The Need for a Philosophy of Liberty
Murray N. Rothbard (1926 - 1995) was one of the foundational thinkers for modern freedom philosophy. In The Ethics of Liberty (1982), he wrote:
"I at no time believed that value-free analysis or economics
or utilitarianism . . . can ever suffice to establish the case
for liberty. Economics can supply much of the data for a
libertarian position, but it cannot establish that political
philosophy itself. Political judgments are necessarily value
judgments, political philosophy is therefore necessarily
ethical, and hence a positive ethical system must be
set forth to establish the case for individual liberty."
--Murray N. Rothbard, The Ethics of Liberty (1980)
Bottom line: Liberty cannot be adequately defended from a position of pragmatism. It must be defended by pointing to basic principles based upon the nature of the world and the nature of human beings. Although we can point to the benefits of liberty, we need to consider further the principles of liberty in order to move the argument from specific instances to general principles. The principles of liberty were first expounded by the Natural Law philosophers of the Enlightenment.
The Natural Law
Natural Law is an concept that comes down to us from the Scholastics of the late middle ages. The concept is that there exists a law that applies everywhere because it is based on the facts of nature. This differs from the positivistic nature of the legislation of a particular political entity. Therefore, natural law may be used to criticize and judge among positivistic laws that may or may not be ethical. In this respect, the natural law is the standard by which we can judge the "rightness" of legislation. Since the natural law is based on the facts of nature, then right conduct according to natural law can be determined by reason alone, and does not require an appeal to the supernatural. The natural law, therefore, provides a human-referenced basis for the rule of law and the establishment of justice. It was the assumption underlying English Common Law, and was explicitly the basis for the United States system of government. As such, it was referenced in the Declaration of Independence and in the Constitution.
Self-Ownership as the Basis of Liberty
Scots and English Enlightenment Philosophers wedded the concept of natural law with the ideals of individual liberty. One of the greatest of these, John Locke, said that the basis of human liberty is derived the fact of personal sovereignty. He wrote:
"Every man has a property in his own person. This nobody has any right to but himself. The labour of his body and the work of his hands, we may say, are properly his. Whatsoever then, that he removes out of the state that nature hath provided, and left it in, he hath mixed his labour with, and joined to it something that is his own, and thereby makes it his property."
John Locke, An Essay Concerning the True Origin, Extent and End of Civil Government, as cited in Murray N. Rothbard (1980) The Ethics of Liberty.
Essentially, if a person owns his own self, then no one else may own him, and thus he has a right to Liberty. To remove his life from him would be an ultimate theft of his own self, and thus he has a right to Life. Finally, as Locke stated, if he mixes his labour with things in nature, he has the right to keep and control them, the right to Property. These rights, Life, Liberty, and Property, derived by John Locke from the natural law, were the basis of the Declaration of Independence. Further, the Bill of Rights, the first ten amendments to the U.S. Constitution were adopted specifically to protect those rights.
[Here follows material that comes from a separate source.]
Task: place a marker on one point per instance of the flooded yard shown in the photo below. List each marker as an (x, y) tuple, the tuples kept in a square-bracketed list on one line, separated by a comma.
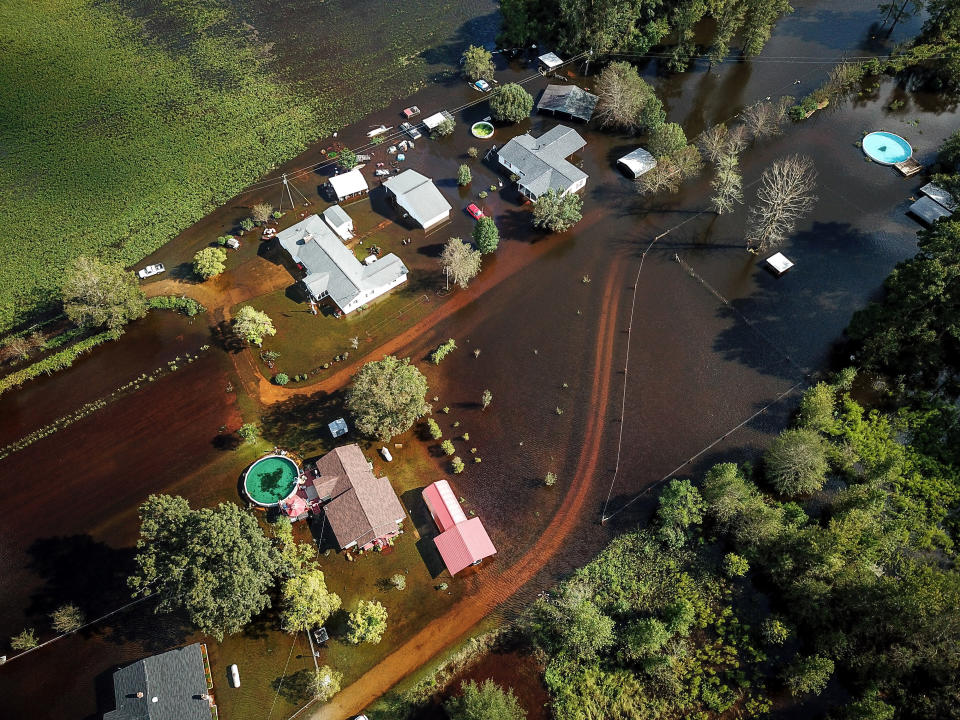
[(712, 340)]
These rights are endowed to human beings by virtue of their very nature and are therefore based natural law. They are, as Jefferson wrote, "inalienable." They are not given by government, and government cannot take them away. Neither do they accrue to a collection of human beings as a group; rather they belong to each individual as an individual. Thus no group may lawfully (in the sense of the Rule of Law) or morally do anything that the individual does not have the right to do. No group may violate the rights of the individual simply because it is a group. (That is the essence of democracy, mob rule by the will of the majority, legislating away the natural rights of the individual).